Wirtschaftspolitische Position der IHK Region Stuttgart
Gründungen erleichtern, für Unternehmertum werben
Positionen:
- Um potenziellen Gründern den Start in die Selbstständigkeit zu erleichtern und die Zahl nachhaltiger Gründungen in Baden-Württemberg zu erhöhen, sollte der Abbau bürokratischer Hürden für Existenzgründer weitergeführt werden. Der Aufbau von Doppelstrukturen sollte vermieden werden. So bieten die Industrie- und Handelskammern (IHKs) beispielsweise bereits heute einen Gründerservice im Sinne eines One-Stop-Shops an – von Erstauskunft über Businessplancheck bis hin zu Hilfen bei Finanzierung und Förderanträgen. Als letzter Baustein für einen umfassenden, kundenorientierten Service fehlt bislang noch die Möglichkeit, wie in anderen Bundesländern Gewerbemeldungen rechtswirksam entgegennehmen zu können. Die Einbeziehung der IHKs bietet sich nicht zuletzt aufgrund der den Kammern vom Land übertragenen Funktion als „Einheitlicher Ansprechpartner“ an.

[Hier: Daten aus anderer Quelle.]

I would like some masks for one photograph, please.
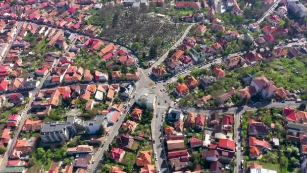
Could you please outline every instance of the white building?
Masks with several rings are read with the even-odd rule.
[[[143,87],[138,93],[135,99],[135,103],[142,108],[149,110],[154,109],[154,105],[156,102],[156,94],[149,93],[149,89]]]

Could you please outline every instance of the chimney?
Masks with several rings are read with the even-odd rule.
[[[234,88],[232,87],[230,88],[230,91],[229,92],[229,94],[231,95],[233,95],[235,93],[235,89]]]

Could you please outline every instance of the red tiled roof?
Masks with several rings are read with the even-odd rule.
[[[222,118],[222,124],[223,125],[233,125],[233,116],[223,114]]]
[[[228,139],[221,139],[219,141],[219,147],[233,150],[235,148],[235,143],[234,141],[231,141]]]
[[[288,121],[296,121],[296,115],[295,110],[291,108],[284,108],[283,114],[286,115],[287,120]]]
[[[201,146],[202,145],[202,141],[195,138],[190,138],[190,144],[191,145],[191,147],[195,146]]]

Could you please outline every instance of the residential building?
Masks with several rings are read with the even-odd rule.
[[[180,97],[181,95],[186,95],[189,94],[189,90],[187,85],[184,83],[178,83],[174,90],[174,94],[177,97]]]
[[[110,153],[110,158],[120,162],[125,155],[125,151],[119,148],[113,147]]]
[[[143,110],[137,107],[135,107],[130,113],[130,116],[136,120],[140,120]]]
[[[202,141],[195,138],[190,138],[191,148],[198,147],[202,146]]]
[[[182,114],[182,112],[181,112],[181,110],[171,108],[169,111],[168,118],[182,121],[183,120],[183,114]]]
[[[40,131],[40,137],[44,142],[68,141],[69,132],[66,122],[52,121],[44,123]]]
[[[150,150],[142,151],[136,158],[136,165],[138,166],[143,166],[151,164],[151,154]]]
[[[156,102],[156,94],[149,93],[149,89],[143,87],[137,96],[136,96],[135,103],[141,108],[154,110]]]
[[[166,74],[166,70],[163,67],[154,67],[151,70],[151,73],[158,79],[161,79]]]
[[[202,129],[204,126],[206,116],[202,113],[198,113],[197,116],[195,123],[195,127],[197,129]]]
[[[78,145],[76,147],[70,147],[66,151],[67,154],[89,153],[93,152],[93,146],[88,145]]]

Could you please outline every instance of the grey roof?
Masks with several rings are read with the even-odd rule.
[[[66,126],[66,122],[57,122],[52,121],[44,123],[41,128],[40,132],[54,132],[57,131],[62,131]]]
[[[298,131],[307,132],[307,126],[305,124],[295,123],[293,122],[288,122],[288,128],[291,128]]]
[[[25,169],[24,167],[7,167],[3,170],[3,172],[22,172]]]

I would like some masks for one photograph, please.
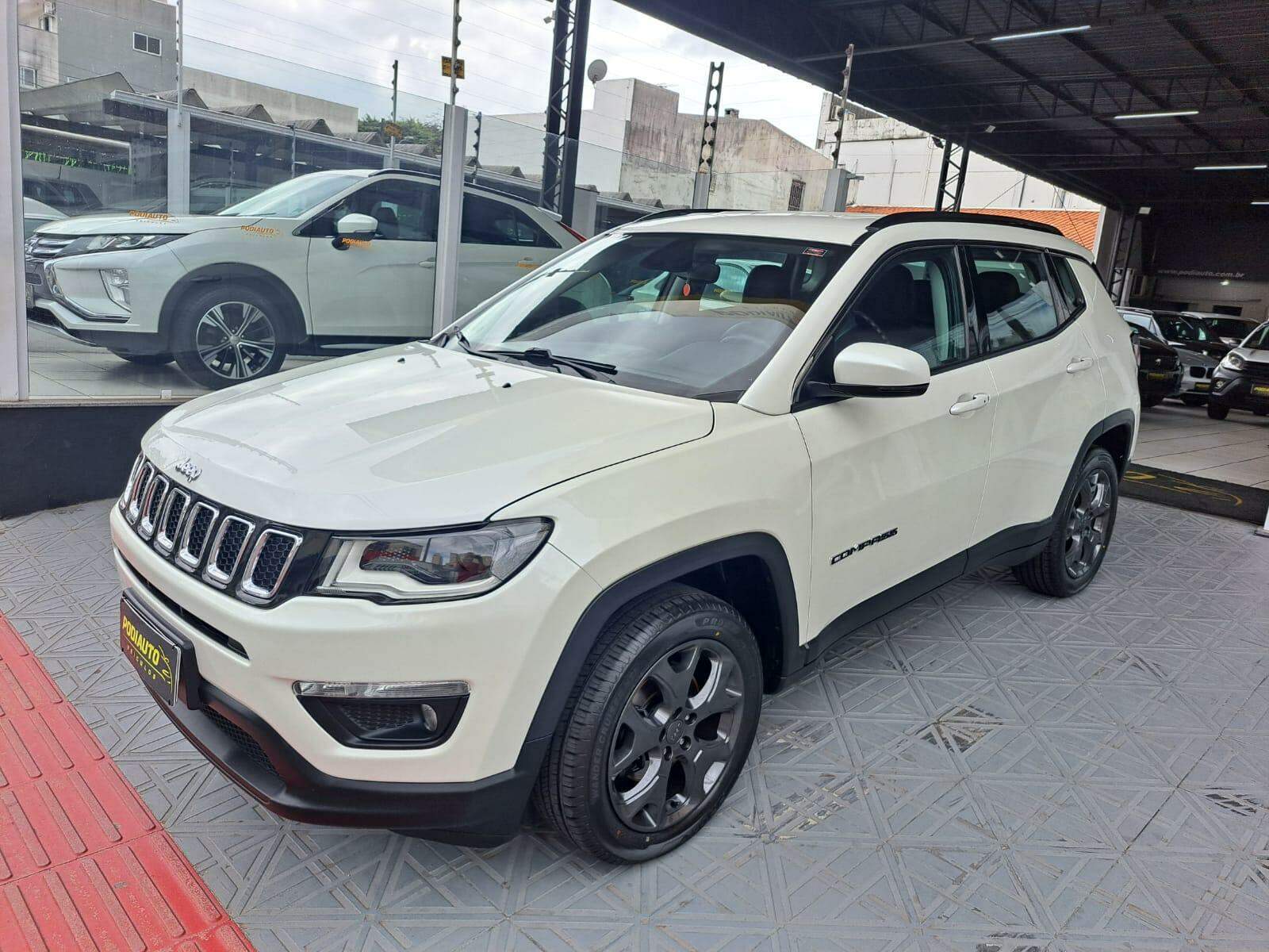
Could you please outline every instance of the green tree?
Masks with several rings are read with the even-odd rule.
[[[383,132],[385,123],[392,122],[386,116],[363,116],[357,121],[358,132]],[[401,127],[402,142],[426,146],[428,151],[440,155],[440,123],[429,119],[397,119]]]

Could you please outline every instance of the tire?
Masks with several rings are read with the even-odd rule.
[[[1062,498],[1057,524],[1039,555],[1014,566],[1032,592],[1070,598],[1096,576],[1110,545],[1119,508],[1119,471],[1110,453],[1095,447],[1084,457],[1075,484]]]
[[[173,321],[173,354],[195,383],[221,390],[277,373],[287,359],[286,329],[286,310],[275,298],[253,287],[216,283],[181,301]],[[240,343],[233,343],[236,335]]]
[[[171,363],[173,359],[171,354],[124,354],[118,350],[112,350],[110,353],[121,360],[137,364],[137,367],[162,367]]]
[[[758,642],[730,604],[678,584],[636,599],[609,621],[569,697],[533,792],[538,812],[608,862],[670,852],[740,776],[761,691]]]

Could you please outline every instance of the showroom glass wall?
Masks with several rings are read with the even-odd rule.
[[[32,397],[193,396],[434,333],[444,104],[401,93],[392,122],[392,89],[334,61],[181,65],[175,8],[157,0],[58,0],[55,29],[36,6],[16,11]],[[216,24],[201,0],[185,6],[197,61],[241,63],[188,36]],[[146,19],[113,14],[133,8]],[[466,124],[454,315],[576,241],[541,211],[560,201],[543,197],[541,117]],[[589,135],[566,143],[582,236],[690,206],[694,169],[624,151],[619,131]],[[822,182],[803,178],[802,207],[819,207]],[[718,174],[709,203],[787,208],[796,188],[778,170]],[[341,237],[357,216],[373,231]]]

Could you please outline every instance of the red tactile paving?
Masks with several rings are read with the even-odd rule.
[[[0,952],[251,944],[0,616]]]

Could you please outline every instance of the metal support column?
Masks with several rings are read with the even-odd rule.
[[[467,152],[467,110],[445,105],[440,132],[440,202],[437,221],[437,270],[431,288],[431,333],[458,315],[458,249],[463,234],[463,171]],[[420,261],[420,264],[424,264]]]
[[[27,279],[22,256],[18,15],[0,13],[0,400],[27,399]]]
[[[964,194],[964,176],[970,168],[970,142],[943,141],[943,166],[939,169],[939,188],[934,195],[935,212],[959,212]]]
[[[1114,249],[1110,254],[1109,286],[1110,300],[1117,305],[1127,305],[1132,293],[1132,253],[1137,244],[1141,217],[1127,208],[1119,209],[1119,225],[1115,227]]]
[[[586,77],[590,0],[556,0],[547,90],[546,141],[542,152],[542,207],[572,223],[581,138],[581,93]]]
[[[700,155],[697,160],[697,178],[692,184],[692,207],[709,207],[709,183],[713,179],[713,160],[718,142],[718,104],[722,102],[722,69],[725,63],[709,63],[709,81],[706,84],[706,110],[700,124]]]

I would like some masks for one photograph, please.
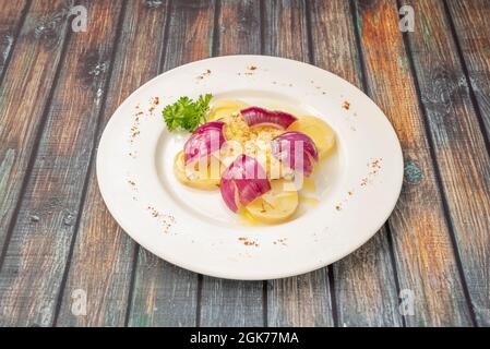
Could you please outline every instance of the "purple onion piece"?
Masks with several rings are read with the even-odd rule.
[[[272,111],[260,107],[250,107],[240,111],[249,127],[274,124],[287,129],[297,119],[284,111]]]
[[[225,170],[219,191],[225,204],[232,212],[247,206],[271,190],[265,170],[253,157],[239,155]]]
[[[186,165],[196,161],[201,157],[207,157],[220,149],[225,143],[222,121],[212,121],[198,128],[183,145]]]
[[[319,155],[313,141],[301,132],[286,132],[271,141],[273,156],[306,177],[313,171]]]

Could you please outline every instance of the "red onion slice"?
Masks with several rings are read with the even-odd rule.
[[[240,111],[249,127],[258,124],[272,124],[287,129],[297,119],[284,111],[272,111],[259,107],[250,107]]]
[[[183,145],[183,157],[189,165],[220,149],[225,143],[222,121],[212,121],[198,128]]]
[[[301,132],[286,132],[271,141],[273,156],[287,167],[310,176],[319,160],[313,141]]]
[[[239,155],[225,170],[219,184],[225,204],[232,212],[247,206],[271,190],[263,167],[253,157]]]

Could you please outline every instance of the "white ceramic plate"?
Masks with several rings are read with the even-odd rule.
[[[205,93],[324,119],[337,148],[315,177],[319,204],[301,204],[285,224],[248,226],[219,191],[181,185],[172,160],[189,135],[169,133],[162,110]],[[228,56],[176,68],[136,89],[104,131],[97,179],[119,225],[159,257],[216,277],[271,279],[320,268],[368,241],[398,198],[403,157],[380,108],[343,79],[292,60]]]

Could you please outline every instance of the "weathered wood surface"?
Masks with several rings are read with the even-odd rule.
[[[487,0],[445,2],[447,21],[452,24],[464,69],[468,73],[470,93],[476,98],[481,121],[487,129],[487,151],[490,149],[490,3]],[[488,278],[488,277],[487,277]],[[487,293],[487,299],[490,291]]]
[[[172,1],[163,71],[211,57],[214,2]],[[164,262],[140,248],[130,326],[193,326],[202,277]]]
[[[84,4],[93,24],[83,36],[69,36],[5,251],[0,273],[2,325],[52,325],[59,304],[100,109],[99,89],[110,70],[121,8],[119,1]],[[52,41],[59,28],[50,31]]]
[[[3,68],[9,64],[12,48],[22,24],[24,24],[29,5],[31,1],[24,0],[10,1],[2,7],[0,12],[0,76],[3,75]]]
[[[364,89],[351,10],[351,4],[344,0],[311,2],[313,63]],[[399,290],[387,238],[386,229],[382,229],[333,265],[339,326],[402,326]]]
[[[259,1],[219,1],[216,9],[214,56],[261,53]],[[264,284],[204,276],[200,292],[201,326],[262,326]]]
[[[405,156],[405,185],[390,218],[399,287],[416,302],[405,321],[409,326],[471,325],[398,7],[357,1],[356,13],[368,93],[394,125]]]
[[[65,3],[35,2],[0,85],[0,265],[50,99],[65,35]]]
[[[86,33],[70,29],[73,1],[0,2],[1,325],[490,325],[487,0],[81,1]],[[403,4],[414,33],[398,29]],[[395,212],[333,266],[203,277],[140,248],[105,207],[94,155],[113,110],[163,71],[234,53],[343,76],[401,139]]]
[[[456,251],[471,310],[490,325],[490,158],[440,1],[408,1],[419,31],[408,35]],[[430,21],[428,20],[430,17]],[[471,156],[468,156],[470,154]]]
[[[158,7],[150,7],[142,1],[128,2],[118,35],[120,43],[113,59],[110,85],[107,92],[104,91],[107,99],[97,130],[97,144],[117,107],[135,88],[158,73],[167,21],[165,2]],[[136,244],[107,210],[98,191],[94,161],[93,157],[58,326],[126,324]],[[86,314],[76,315],[72,308],[79,289],[86,292],[87,306]]]

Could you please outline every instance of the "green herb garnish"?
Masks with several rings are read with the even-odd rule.
[[[205,94],[204,97],[200,95],[198,100],[194,101],[183,96],[175,104],[166,106],[162,113],[168,130],[183,129],[194,132],[195,129],[206,122],[206,113],[210,110],[212,97],[212,94]]]

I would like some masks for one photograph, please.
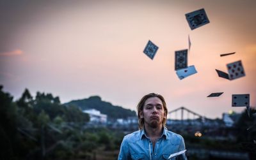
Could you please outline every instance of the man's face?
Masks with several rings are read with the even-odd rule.
[[[144,118],[145,125],[156,128],[162,125],[166,117],[163,103],[157,97],[148,98],[144,103],[143,110],[140,113],[141,118]]]

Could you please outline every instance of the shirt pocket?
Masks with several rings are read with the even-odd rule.
[[[145,159],[143,154],[134,154],[131,157],[132,160]]]
[[[163,154],[163,159],[168,159],[169,156],[170,156],[170,155],[168,155],[168,154]]]

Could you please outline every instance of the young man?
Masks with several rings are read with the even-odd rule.
[[[167,107],[157,94],[144,96],[137,106],[139,131],[124,136],[118,160],[168,159],[170,154],[185,149],[183,138],[165,127]],[[185,154],[172,159],[186,160]]]

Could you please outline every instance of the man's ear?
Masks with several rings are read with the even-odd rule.
[[[164,112],[164,118],[167,119],[167,115],[166,115],[165,112]]]
[[[144,118],[143,112],[142,111],[140,111],[139,115],[140,115],[140,119]]]

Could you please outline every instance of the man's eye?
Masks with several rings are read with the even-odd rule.
[[[157,108],[158,110],[161,110],[161,109],[162,109],[162,106],[157,106]]]

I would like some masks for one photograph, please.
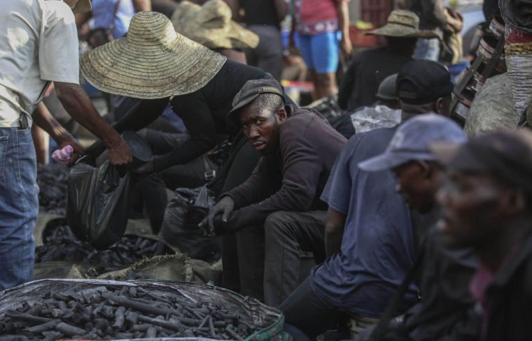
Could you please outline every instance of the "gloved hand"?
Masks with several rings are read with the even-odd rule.
[[[155,171],[155,165],[153,162],[153,160],[146,162],[142,166],[139,166],[139,167],[133,169],[133,173],[134,174],[143,175],[148,175],[149,174],[152,173],[154,171]]]
[[[199,224],[200,227],[204,229],[208,236],[221,234],[223,232],[223,225],[227,223],[234,209],[235,202],[233,198],[223,197],[209,210],[207,216]]]

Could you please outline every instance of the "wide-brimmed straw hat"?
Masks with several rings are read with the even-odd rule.
[[[184,1],[172,15],[175,30],[210,49],[254,49],[258,36],[231,19],[229,6],[209,0],[202,6]]]
[[[366,35],[385,35],[404,38],[437,38],[435,33],[419,29],[419,17],[408,10],[395,10],[388,16],[382,27],[366,33]]]
[[[89,82],[105,92],[153,99],[199,90],[226,60],[176,33],[163,15],[139,12],[125,37],[82,55],[80,69]]]
[[[70,6],[74,13],[89,12],[92,9],[91,0],[64,0],[64,3]]]

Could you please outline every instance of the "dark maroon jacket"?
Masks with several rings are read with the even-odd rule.
[[[327,209],[319,197],[346,140],[314,109],[285,107],[278,150],[261,157],[249,178],[224,195],[235,201],[231,230],[263,224],[277,211]]]

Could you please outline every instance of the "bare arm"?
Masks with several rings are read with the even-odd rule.
[[[281,22],[288,14],[288,4],[285,0],[274,0],[274,5],[275,5],[275,14],[277,15],[277,19]]]
[[[152,10],[152,0],[133,0],[133,6],[136,12]]]
[[[349,8],[347,3],[340,1],[337,6],[337,11],[338,12],[338,25],[342,32],[340,47],[342,47],[344,53],[349,55],[353,51],[353,46],[351,45],[351,40],[349,38]]]
[[[55,91],[66,112],[107,147],[109,161],[114,165],[131,162],[133,155],[127,144],[96,111],[85,90],[78,85],[54,82]]]
[[[328,257],[337,254],[342,248],[342,238],[346,216],[329,207],[325,221],[325,253]]]
[[[233,12],[233,20],[236,21],[242,21],[242,17],[240,17],[240,0],[226,0],[227,4],[231,8],[231,11]]]
[[[44,103],[37,105],[32,116],[33,122],[46,132],[60,148],[70,145],[74,149],[75,155],[83,152],[83,147],[53,118]]]
[[[81,26],[88,21],[92,15],[90,12],[84,12],[82,13],[76,13],[74,17],[76,17],[76,26],[78,27],[78,30],[80,30]]]

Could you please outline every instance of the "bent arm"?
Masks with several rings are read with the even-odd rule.
[[[72,136],[66,129],[64,129],[64,127],[61,125],[61,124],[53,118],[44,103],[40,102],[37,105],[35,110],[33,111],[32,117],[33,119],[33,122],[38,125],[39,128],[46,132],[58,145],[60,146],[61,141],[65,138],[72,138]]]
[[[310,209],[322,162],[308,139],[297,135],[294,132],[284,139],[281,137],[283,180],[279,190],[260,202],[233,212],[229,226],[239,229],[263,223],[276,211],[305,211]]]
[[[57,98],[73,119],[103,141],[107,148],[121,142],[118,133],[102,119],[80,85],[62,82],[55,82],[55,85]]]
[[[329,207],[325,222],[325,252],[328,257],[337,254],[342,248],[342,238],[347,216]]]

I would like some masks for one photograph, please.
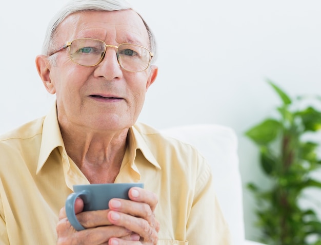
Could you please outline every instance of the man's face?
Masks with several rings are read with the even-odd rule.
[[[87,37],[115,46],[129,43],[149,48],[146,27],[132,10],[76,13],[68,16],[57,31],[57,48],[67,41]],[[154,66],[139,72],[123,70],[117,63],[116,49],[111,47],[95,66],[73,63],[68,49],[58,53],[55,66],[49,66],[50,86],[44,82],[49,92],[56,93],[61,125],[97,130],[132,126],[157,74]]]

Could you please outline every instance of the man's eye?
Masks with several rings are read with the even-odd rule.
[[[85,47],[79,49],[78,52],[81,53],[92,53],[95,52],[95,49],[92,47]]]
[[[122,50],[121,51],[121,54],[124,54],[127,56],[134,56],[134,55],[136,55],[138,54],[138,53],[136,52],[131,49],[128,49],[128,48],[126,49]]]

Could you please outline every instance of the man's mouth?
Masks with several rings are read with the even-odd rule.
[[[90,96],[92,98],[97,98],[97,99],[104,99],[104,100],[117,100],[117,99],[119,100],[122,99],[118,97],[105,97],[104,96],[97,95],[92,95]]]

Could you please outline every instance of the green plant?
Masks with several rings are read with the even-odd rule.
[[[260,165],[271,184],[267,190],[253,183],[248,185],[257,204],[259,239],[270,245],[320,245],[317,215],[298,201],[304,190],[321,190],[321,182],[311,174],[321,166],[319,143],[308,139],[321,129],[321,112],[315,108],[320,100],[314,97],[312,105],[311,97],[291,99],[268,82],[283,103],[275,118],[264,120],[245,134],[258,147]]]

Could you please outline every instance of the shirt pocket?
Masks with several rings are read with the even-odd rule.
[[[188,245],[188,241],[177,241],[176,240],[158,240],[157,245]]]

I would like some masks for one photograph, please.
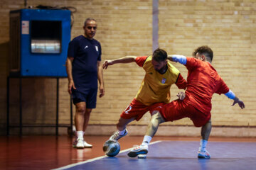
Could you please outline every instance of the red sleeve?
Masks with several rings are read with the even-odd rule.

- Die IHKs sollten bei der Beratungsförderung des Landes in der Vorgründungsphase als echte Erstanlaufstellen fungieren können. Damit wird eine bessere Verzahnung der Angebote von Land, Bund und IHKs erreicht, zumal die Kammern bei der Förderung des Bundes in der Nachgründungsphase seit vielen Jahren Regionalpartner sind. Gleichzeitig würde Existenzgründern schon frühzeitig ein zentraler Ansprechpartner zur Verfügung stehen, auf den sie auch in allen weiteren Phasen im Lebenszyklus des Unternehmens zugreifen können. Im Sinne der Unternehmen sollten die Industrie- und Handelskammern in künftige Überlegungen zur Weiterentwicklung der Beratungsförderung frühzeitig eingebunden werden.
- Um Förderprogramme noch wirksamer zu gestalten, plant das Land die Nutzung eines Fördercontrollings. Dies ist zu begrüßen, allerdings sollte dies Antragstellungen und Förderabwicklung nicht bürokratisieren.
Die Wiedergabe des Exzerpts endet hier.